Mais une des causes principales de la dégradation de l'espèce, celle qu'il importe le plus de faire cesser, c'est la funeste habitude de faire la monte avec des taureaux de moins de quinze mois. Cette coutume est si générale, que, à part chez quelques propriétaires éclairés, on aurait de la peine à trouver dans le pays un taureau de plus de dix-huit mois. Il est vrai de dire que cette coutume ne tient point au hasard : un motif l'a dès longtemps fait naître et la maintient encore. Ce motif le voici : il a été reconnu et il est constant que, lorsqu'un taureau est hongre plus tard qu'à dix-huit mois, il n'est plus susceptible d'atteindre dans toutes ses parties la bonne conformation qui convient au bœuf ; il n'a plus la même disposition à s'engraisser ; enfin il n'a plus la chair aussi délicate, ce qui le met, à tout âge à un prix relativement moins fort. Il n'est donc pas étonnant que, dans les temps où le cultivateur pensait plus au présent qu'à la beauté d'une génération future, qui ne lui présentait pas un bénéfice avéré, cette mauvaise habitude ait prévalu ; mais aujourd'hui il conviendrait de ne laisser subsister cette habitude que pour la généralité des extraits ordinaires, non destinés à la monte, et de chercher à la rompre pour ceux des taureaux de belles formes et de race, qui doivent servir d'étalons. J'ajouterai qu'il est encore une autre raison qui a toujours déterminé en Charollais la castration précoce des taureaux, c'est la coutume de laisser dans les pâturages les bestiaux de tout âge et sexe, souvent en mélange, tout le temps que la saison rigoureuse ne s'y opposa pas. On conçoit que, dans ce cas, il est impossible de conserver, sans de graves accidens, des taureaux jusqu'à l'âge où ils réunissent la grande force et l'indomptabilité ; mais, comme cette coutume (que peut-être chacun ne regardera pas comme profitables à l'engrais des terres) est d'un immense avantage pour donner aux bestiaux bovins la beauté et tout le développement de leurs qualités, il est utile pour opérer sagement, de chercher à faire coïncider les plans d'amélioration avec cette coutume, plutôt que de vouloir la détruire.

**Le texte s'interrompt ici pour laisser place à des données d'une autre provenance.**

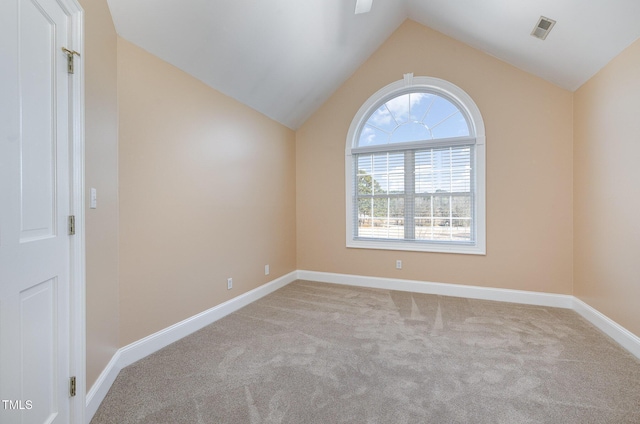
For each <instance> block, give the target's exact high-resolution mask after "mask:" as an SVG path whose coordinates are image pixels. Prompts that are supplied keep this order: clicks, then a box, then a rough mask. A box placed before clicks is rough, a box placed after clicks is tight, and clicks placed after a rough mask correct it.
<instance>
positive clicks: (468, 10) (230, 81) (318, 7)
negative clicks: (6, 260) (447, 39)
mask: <svg viewBox="0 0 640 424" xmlns="http://www.w3.org/2000/svg"><path fill="white" fill-rule="evenodd" d="M107 1H108V3H109V7H110V9H111V13H112V15H113V19H114V22H115V26H116V31H117V32H118V34H119V35H120V36H121V37H123V38H125V39H127V40H129V41H131V42H132V43H134V44H136V45H138V46H140V47H142V48H144V49H145V50H147V51H149V52H151V53H153V54H154V55H156V56H158V57H160V58H162V59H164V60H165V61H167V62H169V63H171V64H173V65H175V66H177V67H178V68H181V69H182V70H184V71H186V72H187V73H189V74H191V75H193V76H194V77H196V78H198V79H200V80H201V81H203V82H205V83H206V84H208V85H209V86H211V87H213V88H215V89H217V90H219V91H221V92H223V93H225V94H227V95H228V96H230V97H233V98H235V99H237V100H239V101H241V102H242V103H245V104H247V105H249V106H250V107H252V108H254V109H256V110H258V111H259V112H262V113H263V114H265V115H267V116H269V117H270V118H272V119H274V120H276V121H278V122H280V123H282V124H284V125H286V126H287V127H289V128H292V129H297V128H298V127H300V125H302V123H303V122H304V121H305V120H306V119H307V118H308V117H309V116H311V114H313V112H315V111H316V110H317V108H318V107H319V106H320V105H322V104H323V103H324V102H325V101H326V100H327V99H328V98H329V96H331V94H332V93H333V92H334V91H335V90H336V89H337V88H338V87H339V86H340V85H341V84H342V83H343V82H344V81H345V80H346V79H347V78H348V77H349V76H350V75H351V74H352V73H353V72H354V71H355V70H356V69H357V68H358V67H359V66H360V65H361V64H362V63H363V62H364V61H365V60H366V59H367V58H368V57H369V56H370V55H371V54H372V53H373V52H374V51H375V50H376V49H377V48H378V47H379V46H380V45H381V44H382V43H383V42H384V41H385V40H386V39H387V38H388V37H389V36H390V35H391V34H392V33H393V31H394V30H395V29H396V28H397V27H398V26H399V25H400V24H401V23H402V22H403V21H404V20H405V19H407V18H410V19H413V20H414V21H417V22H420V23H422V24H423V25H426V26H429V27H431V28H433V29H435V30H438V31H440V32H442V33H444V34H447V35H449V36H451V37H453V38H455V39H458V40H460V41H462V42H465V43H467V44H469V45H471V46H473V47H476V48H478V49H480V50H482V51H484V52H487V53H489V54H491V55H493V56H495V57H497V58H499V59H501V60H504V61H505V62H508V63H510V64H512V65H514V66H517V67H518V68H520V69H523V70H525V71H528V72H530V73H532V74H535V75H538V76H540V77H542V78H544V79H546V80H548V81H550V82H552V83H554V84H557V85H559V86H561V87H564V88H566V89H568V90H572V91H573V90H575V89H577V88H578V87H580V85H582V84H583V83H584V82H586V81H587V80H588V79H589V78H590V77H591V76H593V75H594V74H595V73H596V72H597V71H599V70H600V69H601V68H602V67H603V66H604V65H606V64H607V63H608V62H609V61H610V60H611V59H612V58H613V57H615V56H616V55H618V54H619V53H620V52H621V51H622V50H624V48H625V47H627V46H628V45H630V44H631V43H632V42H633V41H635V40H636V39H638V38H640V0H374V2H373V8H372V9H371V12H369V13H367V14H362V15H355V14H354V8H355V0H182V1H176V0H107ZM540 15H543V16H546V17H548V18H551V19H555V20H556V21H557V24H556V25H555V27H554V28H553V30H552V31H551V33H550V34H549V36H548V37H547V39H546V40H545V41H541V40H538V39H536V38H533V37H532V36H530V33H531V31H532V30H533V27H534V25H535V24H536V23H537V21H538V18H539V17H540Z"/></svg>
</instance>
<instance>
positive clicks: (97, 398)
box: [86, 271, 298, 423]
mask: <svg viewBox="0 0 640 424" xmlns="http://www.w3.org/2000/svg"><path fill="white" fill-rule="evenodd" d="M297 279H298V273H297V271H292V272H290V273H289V274H286V275H283V276H282V277H279V278H276V279H275V280H273V281H270V282H268V283H266V284H263V285H262V286H260V287H257V288H255V289H253V290H251V291H248V292H246V293H243V294H241V295H240V296H237V297H234V298H233V299H230V300H228V301H226V302H224V303H221V304H219V305H216V306H214V307H213V308H210V309H207V310H206V311H204V312H201V313H199V314H197V315H194V316H192V317H190V318H187V319H185V320H183V321H180V322H179V323H177V324H174V325H172V326H170V327H167V328H165V329H164V330H160V331H158V332H156V333H153V334H151V335H149V336H147V337H145V338H143V339H140V340H138V341H136V342H133V343H131V344H129V345H127V346H125V347H122V348H120V349H118V351H117V352H116V354H115V355H114V356H113V358H111V361H109V364H108V365H107V367H106V368H105V369H104V370H103V371H102V373H101V374H100V376H99V377H98V380H96V382H95V383H94V385H93V386H92V387H91V390H90V391H89V393H88V394H87V407H86V417H87V419H86V422H87V423H89V422H90V421H91V419H92V418H93V415H94V414H95V413H96V411H97V410H98V407H99V406H100V403H102V401H103V400H104V397H105V396H106V395H107V392H108V391H109V388H110V387H111V385H112V384H113V382H114V381H115V379H116V377H117V376H118V373H119V372H120V370H121V369H122V368H124V367H126V366H128V365H131V364H132V363H134V362H136V361H138V360H140V359H142V358H144V357H145V356H148V355H150V354H152V353H154V352H157V351H158V350H160V349H162V348H163V347H166V346H168V345H170V344H171V343H174V342H176V341H178V340H180V339H182V338H183V337H186V336H188V335H189V334H192V333H194V332H196V331H198V330H200V329H201V328H204V327H206V326H207V325H209V324H211V323H213V322H215V321H217V320H219V319H220V318H224V317H225V316H227V315H229V314H230V313H232V312H235V311H237V310H238V309H240V308H243V307H245V306H247V305H249V304H250V303H253V302H255V301H256V300H258V299H260V298H262V297H264V296H266V295H268V294H270V293H272V292H274V291H276V290H278V289H279V288H282V287H284V286H286V285H287V284H289V283H291V282H293V281H295V280H297Z"/></svg>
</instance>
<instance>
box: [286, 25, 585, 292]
mask: <svg viewBox="0 0 640 424" xmlns="http://www.w3.org/2000/svg"><path fill="white" fill-rule="evenodd" d="M408 72H413V73H414V75H416V76H432V77H437V78H442V79H445V80H448V81H450V82H452V83H454V84H456V85H458V86H459V87H460V88H462V89H463V90H465V91H466V92H467V93H468V94H469V95H470V96H471V97H472V98H473V99H474V101H475V102H476V104H477V105H478V107H479V108H480V111H481V113H482V115H483V118H484V123H485V126H486V135H487V255H486V256H474V255H459V254H434V253H417V252H394V251H382V250H365V249H347V248H346V247H345V221H346V219H345V177H344V154H345V145H346V135H347V131H348V129H349V125H350V123H351V120H352V119H353V117H354V115H355V113H356V112H357V110H358V108H359V107H360V106H361V105H362V104H363V103H364V102H365V101H366V100H367V98H368V97H369V96H371V95H372V94H373V93H375V92H376V91H377V90H378V89H380V88H382V87H384V86H385V85H387V84H389V83H391V82H394V81H397V80H400V79H402V76H403V74H405V73H408ZM572 125H573V124H572V93H571V92H569V91H566V90H563V89H560V88H558V87H556V86H554V85H552V84H550V83H548V82H545V81H543V80H542V79H540V78H537V77H534V76H532V75H530V74H528V73H525V72H523V71H521V70H518V69H516V68H514V67H512V66H510V65H508V64H506V63H504V62H501V61H499V60H497V59H495V58H493V57H491V56H488V55H486V54H484V53H482V52H480V51H478V50H475V49H473V48H471V47H469V46H467V45H465V44H462V43H460V42H457V41H455V40H453V39H451V38H448V37H446V36H444V35H443V34H441V33H438V32H436V31H434V30H431V29H429V28H426V27H424V26H422V25H419V24H417V23H415V22H413V21H406V22H405V23H403V24H402V25H401V26H400V28H399V29H398V30H397V31H396V32H395V33H394V34H393V35H392V36H391V37H390V38H389V39H388V40H387V41H386V42H385V43H384V44H383V45H382V46H381V47H380V49H379V50H378V51H377V52H376V53H374V54H373V55H372V56H371V57H370V58H369V60H367V62H366V63H365V64H364V65H363V66H362V67H360V68H359V69H358V71H356V72H355V74H354V75H353V76H352V77H351V78H350V79H349V80H348V81H347V82H346V83H345V84H343V85H342V86H341V87H340V88H339V89H338V90H337V91H336V92H335V93H334V94H333V96H332V97H331V98H330V99H329V100H328V101H327V102H326V103H325V104H324V105H323V106H322V107H321V108H320V109H319V110H318V111H317V112H316V113H315V114H314V115H313V116H312V117H311V118H310V119H309V120H308V121H307V122H306V123H305V124H304V125H303V126H302V128H300V129H299V131H298V132H297V133H296V166H297V228H298V231H297V233H298V234H297V258H298V268H299V269H305V270H313V271H325V272H337V273H346V274H359V275H372V276H381V277H393V278H406V279H415V280H422V281H434V282H444V283H457V284H469V285H477V286H490V287H500V288H509V289H520V290H532V291H542V292H550V293H563V294H570V293H571V292H572V238H573V234H572V227H573V224H572V213H573V212H572V210H573V209H572V131H573V129H572ZM396 259H402V260H403V269H402V270H396V269H395V260H396Z"/></svg>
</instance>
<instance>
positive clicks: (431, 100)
mask: <svg viewBox="0 0 640 424" xmlns="http://www.w3.org/2000/svg"><path fill="white" fill-rule="evenodd" d="M428 80H429V81H430V82H440V83H442V85H444V86H445V87H446V88H449V89H451V87H452V85H450V84H448V83H446V82H443V81H441V80H435V79H428ZM453 87H455V86H453ZM455 88H457V87H455ZM458 90H459V89H458ZM460 92H462V91H461V90H460ZM462 93H464V92H462ZM378 94H379V93H378ZM374 97H376V96H374ZM376 100H377V101H376ZM468 102H471V100H470V99H468ZM369 103H370V105H369V106H368V109H367V110H365V112H364V113H363V110H362V108H361V111H360V112H359V114H361V115H362V116H360V119H358V116H356V119H354V123H355V122H356V120H358V121H359V122H358V123H357V124H355V125H356V128H355V129H354V124H352V128H351V130H350V138H351V139H350V140H348V143H349V144H350V145H349V146H348V148H347V168H348V169H350V170H351V175H352V180H351V182H350V186H349V187H348V193H349V195H350V198H348V202H349V203H350V204H349V205H348V208H347V209H348V211H347V214H348V216H347V220H348V221H347V222H348V225H347V227H348V231H349V232H350V234H347V245H348V246H350V247H373V248H393V249H407V250H429V251H453V252H460V253H484V207H483V205H484V136H482V137H480V138H481V143H479V142H478V138H479V137H478V134H477V127H478V123H477V122H474V121H473V120H472V116H471V113H473V114H474V115H476V116H475V118H476V119H480V120H481V118H480V115H479V112H477V108H475V104H472V105H471V107H469V105H467V104H462V102H461V100H460V99H459V98H458V97H454V95H453V94H452V93H450V92H448V91H445V90H442V89H440V87H438V86H437V85H435V84H433V85H429V86H424V85H416V86H413V87H407V86H406V85H404V86H403V87H402V88H401V89H400V90H395V91H391V93H387V94H386V95H383V96H380V98H378V99H375V98H374V99H373V101H372V99H370V100H369ZM471 103H473V102H471ZM366 106H367V104H365V106H363V108H365V107H366ZM482 128H483V127H482ZM478 146H481V148H480V152H479V148H478ZM478 153H480V156H481V158H480V159H481V160H479V159H478ZM349 162H350V163H349ZM479 188H480V190H479ZM479 200H481V201H480V202H479ZM480 206H482V207H480ZM349 224H350V225H349Z"/></svg>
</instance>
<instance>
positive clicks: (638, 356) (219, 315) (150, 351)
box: [85, 270, 640, 423]
mask: <svg viewBox="0 0 640 424" xmlns="http://www.w3.org/2000/svg"><path fill="white" fill-rule="evenodd" d="M295 280H309V281H316V282H320V283H332V284H344V285H349V286H357V287H369V288H378V289H386V290H398V291H408V292H414V293H425V294H437V295H442V296H454V297H465V298H469V299H482V300H494V301H499V302H513V303H521V304H526V305H538V306H547V307H554V308H565V309H573V310H575V311H576V312H577V313H578V314H580V315H581V316H582V317H584V318H585V319H586V320H588V321H589V322H591V323H592V324H593V325H594V326H596V327H597V328H599V329H600V330H601V331H603V332H604V333H605V334H607V335H608V336H609V337H611V338H612V339H614V340H615V341H616V342H618V343H619V344H620V345H621V346H622V347H624V348H625V349H627V350H628V351H629V352H631V354H633V355H634V356H636V357H637V358H639V359H640V338H639V337H637V336H636V335H634V334H633V333H631V332H630V331H628V330H627V329H625V328H624V327H622V326H621V325H619V324H617V323H616V322H615V321H613V320H611V319H610V318H608V317H607V316H605V315H604V314H602V313H600V312H598V311H597V310H596V309H594V308H592V307H591V306H589V305H587V304H586V303H584V302H583V301H581V300H580V299H577V298H576V297H574V296H571V295H563V294H551V293H541V292H531V291H521V290H509V289H499V288H488V287H477V286H465V285H458V284H445V283H432V282H426V281H417V280H399V279H395V278H380V277H366V276H360V275H349V274H334V273H328V272H317V271H304V270H298V271H293V272H290V273H289V274H287V275H284V276H282V277H280V278H277V279H275V280H273V281H271V282H269V283H267V284H264V285H262V286H260V287H258V288H256V289H254V290H251V291H249V292H247V293H244V294H242V295H240V296H238V297H235V298H233V299H231V300H229V301H227V302H224V303H221V304H220V305H217V306H214V307H213V308H211V309H208V310H206V311H204V312H202V313H200V314H197V315H194V316H193V317H191V318H188V319H186V320H184V321H181V322H179V323H177V324H174V325H172V326H170V327H167V328H165V329H164V330H161V331H158V332H157V333H154V334H152V335H150V336H147V337H145V338H143V339H140V340H138V341H136V342H134V343H131V344H129V345H127V346H125V347H123V348H121V349H119V350H118V351H117V352H116V354H115V355H114V356H113V358H112V359H111V361H109V364H107V366H106V368H105V369H104V370H103V371H102V373H101V374H100V377H99V378H98V380H97V381H96V382H95V383H94V385H93V386H92V387H91V390H89V392H88V393H87V396H86V401H87V406H86V415H85V417H86V419H87V423H89V422H90V421H91V419H92V418H93V416H94V415H95V413H96V411H97V410H98V407H99V406H100V403H102V401H103V399H104V397H105V396H106V395H107V392H108V391H109V388H111V385H112V384H113V382H114V381H115V379H116V377H117V376H118V373H119V372H120V370H121V369H122V368H124V367H126V366H127V365H130V364H132V363H134V362H136V361H138V360H140V359H142V358H144V357H145V356H147V355H150V354H152V353H154V352H156V351H158V350H160V349H162V348H163V347H165V346H168V345H170V344H171V343H173V342H176V341H178V340H180V339H181V338H183V337H185V336H188V335H189V334H191V333H193V332H195V331H197V330H200V329H201V328H203V327H205V326H207V325H209V324H211V323H213V322H215V321H217V320H219V319H220V318H223V317H225V316H227V315H229V314H230V313H232V312H235V311H237V310H238V309H240V308H242V307H244V306H247V305H248V304H250V303H252V302H255V301H256V300H258V299H260V298H262V297H264V296H266V295H268V294H269V293H272V292H274V291H276V290H278V289H279V288H281V287H284V286H286V285H287V284H289V283H291V282H293V281H295Z"/></svg>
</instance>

Telle est en substance la position des choses, telles sont les causes diverses de l'abâtardissement et du dépérissement de la race bovine du Charollais. En les signalant, j'ai cherché à faire connaître les coutumes du pays dans leur valeur par rapport à l'amélioration que nous avons en vue, à en faire ressortir les vices et les avantages ; j'ai aussi annoncé la tendance manifeste de beaucoup de propriétaires instruits vers cette amélioration ; enfin, j'ai cherché à tout indiquer, afin de faire sentir à l'administration la nécessité d'améliorer cette importante source de produits, d'où dépend, je puis l'assurer, la prospérité de l'arrondissement de Charolles, et de la convaincre que cette amélioration ne peut avoir lieu, si elle ne veut y concourir. On sait qu'il est des circonstances où les administrations possèdent seules les moyens de donner à la masse une impulsion et une direction vers tel but avantageux, but que, sans cette impulsion, les efforts des particuliers ne pourraient atteindre. Or, si l'on observe avec soin les dispositions des habitans du Charollais et leurs habitudes à l'égard de la race bovine, on apercevra que ce pays est positivement dans ces circonstances, puisque, quelque favorables que puissent être les divers systèmes qu'adopteraient des propriétaires éclairés, ces systèmes ne se propageraient dans aucun cas qu'à la longue et à la vue de succès prononcés et renouvelés ; ils seraient donc insuffisans pour opérer l'amélioration. Des mesures générales qui atteindraient en même temps l'ensemble des habitans de toute la contrée sont les seules qui puissent produire, d'une manière rapide, et, par cela seul, certaine, les changemens dans les habitudes, dont on doit attendre l'amélioration de la race bovine.

Moyens d'amélioration.

Le conseil général du département s'est déjà pénétré de cette pensée, puisqu'il a accordé pour cet objet quelques fonds d'encouragement ; mais avant de parler de ce que peut et doit faire l'administration, il convient de développer les divers genres d'amélioration à notre pouvoir, ainsi que leurs avantages et les difficultés que présentent leurs modes d'exécution.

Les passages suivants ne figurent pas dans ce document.